Through lyrics and music (listen) they are sharing the historical narratives of the Japanese-American incarceration. Before coming to Brown, Julian Saporiti sang for a touring folk band. Now he’s working on a multimedia dissertation about Japanese-American incarceration during World War II, a project timely to the 75th anniversary of this era of American history. Saporiti has interviewed nearly 30 Americans who were interned at camps in Wyoming, Idaho, California, Arizona, Utah, Arkansas and Colorado. He has turned their stories into lyrics, which he performs alongside Aoyama and musician Kishi Bashi. Black and white images shared by internees create a backdrop for their performances.
“Visuals can do more than I can explain. They work with our music to fill in the gaps and they evoke a really visceral, emotional reaction,” says Saporiti.
This week Saporiti and Aoyama will be performing in Heart Mountain, Wyoming at the former barracks of one of the incarceration camps. They will draw an audience that is likely not Asian American nor who know much about the camps, but who will learn through the music about this history. Both students have been performing at schools and venues across the country, along with Kishi Bashi. They often hold Q & A sessions after the shows to talk about the history and current day parallels.
There are many aspects of the student’s research that is unique. He and Aoyama are part of a cohort of eight graduate students in four different departments at Brown who are interested in Japanese and/or Asian American history. The cohort conducted a two-week mobile workshop/research trip, led by American Studies student Nicole Sintetos, and visited internment camps from Phoenix, Arizona, to Bainbridge Island, Washington. The project was entitled JAIN (Japanese American Incarceration). “Each stop incorporated music, which added so much and gave us another way to see and think about the history,” says Saporiti.
Saporiti, Aoyama and Sintetos joined with other doctoral students Megan Bourgeois (Political Science), Diego Luis (History), Takuya Maeda (History), Mallory Matsumoto (Anthropology), and Yoon Kyung Shim (Anthropology) for the workshop, as well as Kishi Bashi. The cross-program collaboration has helped the students each think about their research in ways they may not have in a stand-alone program or without a multimedia approach. As an example, Sintetos has been able to use much of the research to add to curriculum she’s developing with fellow American Studies PhD student, Suzanne Enzerink, and elicit feedback from the group. Their work will be published through Brown University's Choices Program at the Watson Institute.
"The workshop experience, for me, was a unique way to get to know the community of scholars and other folks connected to, in one way or another, the Japanese American experience during World War II. More importantly, though, the two weeks on the road created a community amongst the graduate students that has continued to grow on campus.

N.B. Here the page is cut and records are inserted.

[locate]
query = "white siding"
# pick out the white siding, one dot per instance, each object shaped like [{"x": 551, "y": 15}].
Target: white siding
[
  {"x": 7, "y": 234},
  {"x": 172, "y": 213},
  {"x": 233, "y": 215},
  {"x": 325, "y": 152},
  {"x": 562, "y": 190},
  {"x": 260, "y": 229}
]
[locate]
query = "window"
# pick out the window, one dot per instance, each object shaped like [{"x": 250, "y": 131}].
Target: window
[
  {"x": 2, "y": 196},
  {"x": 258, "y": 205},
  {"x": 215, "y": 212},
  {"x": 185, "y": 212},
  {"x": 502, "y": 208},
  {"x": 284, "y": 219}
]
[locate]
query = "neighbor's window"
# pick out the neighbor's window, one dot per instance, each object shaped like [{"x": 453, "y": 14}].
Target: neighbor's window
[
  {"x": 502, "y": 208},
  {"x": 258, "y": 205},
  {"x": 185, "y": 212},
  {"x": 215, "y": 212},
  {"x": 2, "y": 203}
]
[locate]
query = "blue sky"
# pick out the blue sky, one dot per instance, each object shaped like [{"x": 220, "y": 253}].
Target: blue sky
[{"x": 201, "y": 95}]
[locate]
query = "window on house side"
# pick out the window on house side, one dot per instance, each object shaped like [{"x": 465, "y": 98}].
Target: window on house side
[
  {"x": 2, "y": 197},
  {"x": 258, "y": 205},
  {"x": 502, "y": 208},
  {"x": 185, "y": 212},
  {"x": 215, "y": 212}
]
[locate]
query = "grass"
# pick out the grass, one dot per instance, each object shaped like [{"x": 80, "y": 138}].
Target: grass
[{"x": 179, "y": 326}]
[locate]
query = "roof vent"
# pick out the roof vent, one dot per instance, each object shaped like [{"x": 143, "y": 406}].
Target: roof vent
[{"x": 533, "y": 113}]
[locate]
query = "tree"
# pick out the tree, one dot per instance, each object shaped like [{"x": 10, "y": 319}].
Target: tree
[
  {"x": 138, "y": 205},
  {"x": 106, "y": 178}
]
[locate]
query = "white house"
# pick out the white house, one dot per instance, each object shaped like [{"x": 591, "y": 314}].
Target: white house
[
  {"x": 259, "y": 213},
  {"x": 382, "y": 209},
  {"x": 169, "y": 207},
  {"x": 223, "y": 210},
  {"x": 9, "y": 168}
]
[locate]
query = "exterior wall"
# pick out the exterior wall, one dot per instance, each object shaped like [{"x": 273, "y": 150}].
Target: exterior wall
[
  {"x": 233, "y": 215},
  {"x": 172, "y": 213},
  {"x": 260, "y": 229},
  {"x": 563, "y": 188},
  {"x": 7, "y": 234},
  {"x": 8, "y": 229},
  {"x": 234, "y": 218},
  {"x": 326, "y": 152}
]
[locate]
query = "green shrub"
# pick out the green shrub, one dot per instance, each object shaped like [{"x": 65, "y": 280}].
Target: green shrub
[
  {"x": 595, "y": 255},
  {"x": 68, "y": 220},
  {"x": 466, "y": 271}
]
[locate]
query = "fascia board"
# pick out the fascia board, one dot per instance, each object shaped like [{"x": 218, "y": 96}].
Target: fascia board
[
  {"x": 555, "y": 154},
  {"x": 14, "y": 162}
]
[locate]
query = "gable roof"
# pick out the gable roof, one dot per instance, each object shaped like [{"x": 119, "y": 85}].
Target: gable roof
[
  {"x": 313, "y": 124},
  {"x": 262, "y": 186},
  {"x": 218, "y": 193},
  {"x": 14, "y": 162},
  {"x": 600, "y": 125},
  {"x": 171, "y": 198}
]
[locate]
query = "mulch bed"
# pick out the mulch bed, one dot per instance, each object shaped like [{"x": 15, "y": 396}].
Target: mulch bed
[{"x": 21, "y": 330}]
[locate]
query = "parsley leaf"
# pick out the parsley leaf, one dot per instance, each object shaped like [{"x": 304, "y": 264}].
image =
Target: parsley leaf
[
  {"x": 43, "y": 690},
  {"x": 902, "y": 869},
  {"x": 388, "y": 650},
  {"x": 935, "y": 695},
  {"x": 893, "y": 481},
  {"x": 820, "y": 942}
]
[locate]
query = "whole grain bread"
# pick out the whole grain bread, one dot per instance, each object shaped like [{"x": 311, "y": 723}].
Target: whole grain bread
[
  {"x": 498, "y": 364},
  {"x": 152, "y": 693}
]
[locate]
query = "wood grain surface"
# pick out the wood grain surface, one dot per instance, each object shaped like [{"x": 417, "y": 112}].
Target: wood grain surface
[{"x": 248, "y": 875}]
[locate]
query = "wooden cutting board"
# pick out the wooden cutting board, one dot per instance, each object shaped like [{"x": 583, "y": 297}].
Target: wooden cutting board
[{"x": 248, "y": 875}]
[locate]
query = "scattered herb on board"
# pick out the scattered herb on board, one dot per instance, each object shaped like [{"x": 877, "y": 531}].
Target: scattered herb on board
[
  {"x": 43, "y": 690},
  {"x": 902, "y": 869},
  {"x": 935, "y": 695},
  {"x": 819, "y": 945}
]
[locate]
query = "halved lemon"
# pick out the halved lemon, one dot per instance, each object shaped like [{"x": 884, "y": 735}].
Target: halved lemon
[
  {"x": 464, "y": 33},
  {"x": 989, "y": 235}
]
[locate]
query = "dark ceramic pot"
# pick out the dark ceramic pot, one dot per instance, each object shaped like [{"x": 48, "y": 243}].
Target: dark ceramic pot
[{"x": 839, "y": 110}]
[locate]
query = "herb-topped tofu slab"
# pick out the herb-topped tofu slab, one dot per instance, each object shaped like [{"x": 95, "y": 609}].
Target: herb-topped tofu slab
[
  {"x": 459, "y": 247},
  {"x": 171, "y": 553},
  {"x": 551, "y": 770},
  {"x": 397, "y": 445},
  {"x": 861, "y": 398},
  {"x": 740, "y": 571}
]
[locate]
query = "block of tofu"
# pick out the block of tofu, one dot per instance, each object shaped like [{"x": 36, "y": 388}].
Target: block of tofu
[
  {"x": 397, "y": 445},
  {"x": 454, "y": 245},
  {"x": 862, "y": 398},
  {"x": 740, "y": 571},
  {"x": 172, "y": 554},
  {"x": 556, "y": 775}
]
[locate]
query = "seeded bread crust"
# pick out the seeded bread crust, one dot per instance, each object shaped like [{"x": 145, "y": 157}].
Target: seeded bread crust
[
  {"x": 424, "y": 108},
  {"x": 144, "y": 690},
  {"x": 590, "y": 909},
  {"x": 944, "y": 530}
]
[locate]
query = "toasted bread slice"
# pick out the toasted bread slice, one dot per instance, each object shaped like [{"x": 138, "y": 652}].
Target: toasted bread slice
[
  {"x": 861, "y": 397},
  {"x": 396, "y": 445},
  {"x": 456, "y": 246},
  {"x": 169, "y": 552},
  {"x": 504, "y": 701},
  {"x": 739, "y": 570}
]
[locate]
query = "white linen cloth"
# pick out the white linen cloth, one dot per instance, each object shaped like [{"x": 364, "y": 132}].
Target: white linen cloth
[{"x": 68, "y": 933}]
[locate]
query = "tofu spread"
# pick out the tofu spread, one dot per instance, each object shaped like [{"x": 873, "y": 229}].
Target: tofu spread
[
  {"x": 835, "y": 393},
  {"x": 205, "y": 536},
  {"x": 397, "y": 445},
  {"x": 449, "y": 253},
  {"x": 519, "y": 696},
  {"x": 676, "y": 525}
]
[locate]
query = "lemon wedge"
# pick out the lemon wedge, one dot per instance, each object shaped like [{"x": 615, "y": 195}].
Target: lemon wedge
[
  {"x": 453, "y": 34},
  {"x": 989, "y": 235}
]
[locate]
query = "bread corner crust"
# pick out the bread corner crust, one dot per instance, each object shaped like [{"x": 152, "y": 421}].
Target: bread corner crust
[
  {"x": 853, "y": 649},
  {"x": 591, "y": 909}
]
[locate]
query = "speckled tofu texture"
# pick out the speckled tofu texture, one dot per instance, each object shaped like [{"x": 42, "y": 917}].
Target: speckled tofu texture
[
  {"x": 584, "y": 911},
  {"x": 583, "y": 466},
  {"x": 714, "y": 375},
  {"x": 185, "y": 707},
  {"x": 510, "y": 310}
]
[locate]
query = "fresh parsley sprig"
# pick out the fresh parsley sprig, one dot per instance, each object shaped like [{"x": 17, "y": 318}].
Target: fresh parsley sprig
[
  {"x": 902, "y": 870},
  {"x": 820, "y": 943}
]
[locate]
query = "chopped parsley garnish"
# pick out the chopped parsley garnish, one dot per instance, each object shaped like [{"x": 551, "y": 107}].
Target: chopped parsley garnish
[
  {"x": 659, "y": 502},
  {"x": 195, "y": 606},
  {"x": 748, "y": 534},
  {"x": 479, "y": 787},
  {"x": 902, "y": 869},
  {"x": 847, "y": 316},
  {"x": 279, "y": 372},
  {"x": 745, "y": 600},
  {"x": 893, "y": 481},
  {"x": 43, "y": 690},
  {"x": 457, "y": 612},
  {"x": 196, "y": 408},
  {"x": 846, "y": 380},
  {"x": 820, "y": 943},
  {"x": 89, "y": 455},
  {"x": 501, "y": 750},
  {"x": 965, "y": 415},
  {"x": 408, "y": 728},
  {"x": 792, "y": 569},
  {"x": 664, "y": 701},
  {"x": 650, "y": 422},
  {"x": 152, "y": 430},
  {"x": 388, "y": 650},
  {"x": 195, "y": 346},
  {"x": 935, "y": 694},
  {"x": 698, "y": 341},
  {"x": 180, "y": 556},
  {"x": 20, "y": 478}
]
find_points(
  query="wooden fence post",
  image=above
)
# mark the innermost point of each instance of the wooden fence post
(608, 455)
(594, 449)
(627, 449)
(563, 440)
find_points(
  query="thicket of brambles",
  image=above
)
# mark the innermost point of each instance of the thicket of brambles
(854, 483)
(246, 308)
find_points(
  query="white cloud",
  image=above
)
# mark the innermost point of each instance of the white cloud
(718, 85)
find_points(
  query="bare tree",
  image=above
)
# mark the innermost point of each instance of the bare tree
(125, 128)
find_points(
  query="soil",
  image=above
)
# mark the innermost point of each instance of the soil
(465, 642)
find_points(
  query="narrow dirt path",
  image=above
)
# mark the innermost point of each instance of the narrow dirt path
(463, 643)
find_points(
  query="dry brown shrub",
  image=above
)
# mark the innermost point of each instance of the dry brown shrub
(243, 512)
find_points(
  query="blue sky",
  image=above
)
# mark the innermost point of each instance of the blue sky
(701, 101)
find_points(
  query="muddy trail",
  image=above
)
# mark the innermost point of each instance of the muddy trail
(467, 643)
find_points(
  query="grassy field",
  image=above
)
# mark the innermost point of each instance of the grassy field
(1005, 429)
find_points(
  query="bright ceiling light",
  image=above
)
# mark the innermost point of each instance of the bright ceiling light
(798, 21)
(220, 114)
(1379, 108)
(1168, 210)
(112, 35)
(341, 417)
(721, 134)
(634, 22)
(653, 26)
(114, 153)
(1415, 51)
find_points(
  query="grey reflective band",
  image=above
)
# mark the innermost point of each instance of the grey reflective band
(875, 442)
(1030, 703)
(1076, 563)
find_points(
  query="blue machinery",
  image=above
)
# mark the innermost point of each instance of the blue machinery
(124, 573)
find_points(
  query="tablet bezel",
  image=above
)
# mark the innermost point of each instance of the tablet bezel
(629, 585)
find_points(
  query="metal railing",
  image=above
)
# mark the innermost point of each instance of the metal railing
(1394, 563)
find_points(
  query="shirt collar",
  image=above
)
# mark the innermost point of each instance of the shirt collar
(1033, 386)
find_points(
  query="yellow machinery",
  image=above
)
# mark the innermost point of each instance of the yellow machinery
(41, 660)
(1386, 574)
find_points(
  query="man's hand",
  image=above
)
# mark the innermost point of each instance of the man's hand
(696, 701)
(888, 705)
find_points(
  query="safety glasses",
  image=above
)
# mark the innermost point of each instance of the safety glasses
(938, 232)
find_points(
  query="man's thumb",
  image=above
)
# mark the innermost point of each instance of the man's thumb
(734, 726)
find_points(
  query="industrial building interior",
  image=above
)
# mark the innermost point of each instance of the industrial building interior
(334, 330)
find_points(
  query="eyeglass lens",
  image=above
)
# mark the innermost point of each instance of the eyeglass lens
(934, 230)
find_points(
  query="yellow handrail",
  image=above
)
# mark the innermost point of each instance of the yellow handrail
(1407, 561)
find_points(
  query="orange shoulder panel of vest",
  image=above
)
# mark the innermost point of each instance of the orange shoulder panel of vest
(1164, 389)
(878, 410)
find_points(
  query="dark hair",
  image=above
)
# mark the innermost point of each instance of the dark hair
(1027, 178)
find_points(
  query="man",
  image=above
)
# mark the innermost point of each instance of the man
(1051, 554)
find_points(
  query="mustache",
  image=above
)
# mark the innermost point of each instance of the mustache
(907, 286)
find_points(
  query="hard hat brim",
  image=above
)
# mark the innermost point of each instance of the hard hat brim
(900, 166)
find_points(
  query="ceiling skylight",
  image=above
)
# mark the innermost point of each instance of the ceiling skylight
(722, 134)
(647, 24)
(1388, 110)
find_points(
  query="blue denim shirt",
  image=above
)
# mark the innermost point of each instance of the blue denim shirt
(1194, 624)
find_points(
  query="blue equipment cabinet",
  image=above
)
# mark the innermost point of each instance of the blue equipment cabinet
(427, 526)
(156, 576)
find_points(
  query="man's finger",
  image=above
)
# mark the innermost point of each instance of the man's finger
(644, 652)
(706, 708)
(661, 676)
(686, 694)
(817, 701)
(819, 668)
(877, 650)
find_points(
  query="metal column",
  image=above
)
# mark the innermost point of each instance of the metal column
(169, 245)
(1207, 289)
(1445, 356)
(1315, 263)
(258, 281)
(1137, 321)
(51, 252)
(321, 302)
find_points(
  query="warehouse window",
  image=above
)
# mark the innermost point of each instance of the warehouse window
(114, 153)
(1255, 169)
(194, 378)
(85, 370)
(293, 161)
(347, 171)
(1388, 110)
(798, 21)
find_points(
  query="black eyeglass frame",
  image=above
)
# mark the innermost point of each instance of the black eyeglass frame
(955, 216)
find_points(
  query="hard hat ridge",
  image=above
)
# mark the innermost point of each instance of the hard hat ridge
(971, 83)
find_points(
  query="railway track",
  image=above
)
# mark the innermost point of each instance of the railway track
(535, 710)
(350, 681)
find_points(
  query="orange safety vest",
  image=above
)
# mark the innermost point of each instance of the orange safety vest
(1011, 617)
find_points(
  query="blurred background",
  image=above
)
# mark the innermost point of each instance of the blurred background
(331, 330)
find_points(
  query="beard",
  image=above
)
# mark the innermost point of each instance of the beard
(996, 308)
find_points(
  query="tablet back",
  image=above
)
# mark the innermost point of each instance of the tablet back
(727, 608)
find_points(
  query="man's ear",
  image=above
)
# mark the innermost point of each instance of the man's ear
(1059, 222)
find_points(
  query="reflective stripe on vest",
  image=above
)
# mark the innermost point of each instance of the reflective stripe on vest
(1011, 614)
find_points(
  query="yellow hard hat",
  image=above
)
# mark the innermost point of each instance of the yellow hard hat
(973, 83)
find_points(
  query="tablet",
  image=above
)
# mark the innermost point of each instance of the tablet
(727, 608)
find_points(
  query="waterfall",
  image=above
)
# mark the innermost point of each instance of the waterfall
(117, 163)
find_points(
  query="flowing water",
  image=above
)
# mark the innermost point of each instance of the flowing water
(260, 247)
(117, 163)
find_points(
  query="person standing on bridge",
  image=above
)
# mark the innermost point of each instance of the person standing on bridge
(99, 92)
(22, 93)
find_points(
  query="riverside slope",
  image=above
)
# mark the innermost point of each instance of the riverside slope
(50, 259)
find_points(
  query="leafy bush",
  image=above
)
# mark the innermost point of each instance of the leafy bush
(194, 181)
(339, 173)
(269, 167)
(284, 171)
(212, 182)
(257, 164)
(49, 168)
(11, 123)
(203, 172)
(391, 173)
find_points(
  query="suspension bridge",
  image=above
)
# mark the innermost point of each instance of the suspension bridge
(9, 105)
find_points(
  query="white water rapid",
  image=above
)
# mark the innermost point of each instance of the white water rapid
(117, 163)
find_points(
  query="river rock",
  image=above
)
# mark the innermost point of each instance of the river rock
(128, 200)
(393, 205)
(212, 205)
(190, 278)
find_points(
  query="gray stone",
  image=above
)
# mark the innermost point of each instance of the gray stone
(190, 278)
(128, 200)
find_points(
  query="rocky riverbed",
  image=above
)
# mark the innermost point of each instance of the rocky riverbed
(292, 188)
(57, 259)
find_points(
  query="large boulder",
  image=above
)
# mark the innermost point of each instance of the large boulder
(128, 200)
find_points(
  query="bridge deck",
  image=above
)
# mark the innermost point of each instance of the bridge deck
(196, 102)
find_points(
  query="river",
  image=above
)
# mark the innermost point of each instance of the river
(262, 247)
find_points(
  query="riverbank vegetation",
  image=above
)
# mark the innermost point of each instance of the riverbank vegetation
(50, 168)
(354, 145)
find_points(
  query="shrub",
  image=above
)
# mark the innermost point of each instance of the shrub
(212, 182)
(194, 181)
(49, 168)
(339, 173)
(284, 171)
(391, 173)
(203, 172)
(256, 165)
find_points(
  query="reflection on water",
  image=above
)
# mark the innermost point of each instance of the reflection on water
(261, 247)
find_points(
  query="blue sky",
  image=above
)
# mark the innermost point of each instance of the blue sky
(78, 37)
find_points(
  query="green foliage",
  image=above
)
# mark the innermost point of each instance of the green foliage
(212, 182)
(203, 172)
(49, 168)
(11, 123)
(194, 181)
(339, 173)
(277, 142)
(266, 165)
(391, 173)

This cross-disciplinary and collaborative community has had a huge impact on my first semester, both in and out of the classroom, and I know will only continue to influence and improve my future scholarship," says Aoyama.
Funding for the workshop came from individual departments, as well as the Cogut Institute for the Humanities, Graduate Student Council, Graduate School, and through ticket sales from performances. “Brown is the only place I could do this,” says Saporiti.
Their participation is very personal, Aoyama’s grandmother was held at the Heart Mountain camp. She explains that her family didn’t discuss it growing up, but being two generations removed has given her the space to explore this connection, which her history books in high school only dedicated a paragraph. Saporiti also draws parallels to his Vietnamese-American refugee history.
Aoyama is a first year student who hopes to study the Japanese American experience within the broader context of American racial history, beginning in the early 19th century and continuing throughout the Civil Rights Movement and the Vietnam War era. Both stressed the connections they are trying to make with what happened to Japanese Americans in the 1940s to how Muslims are treated today and the mass incarceration of African Americans.
The message they wish to convey from the internment camp survivors, is, please, “don’t let this happen again.”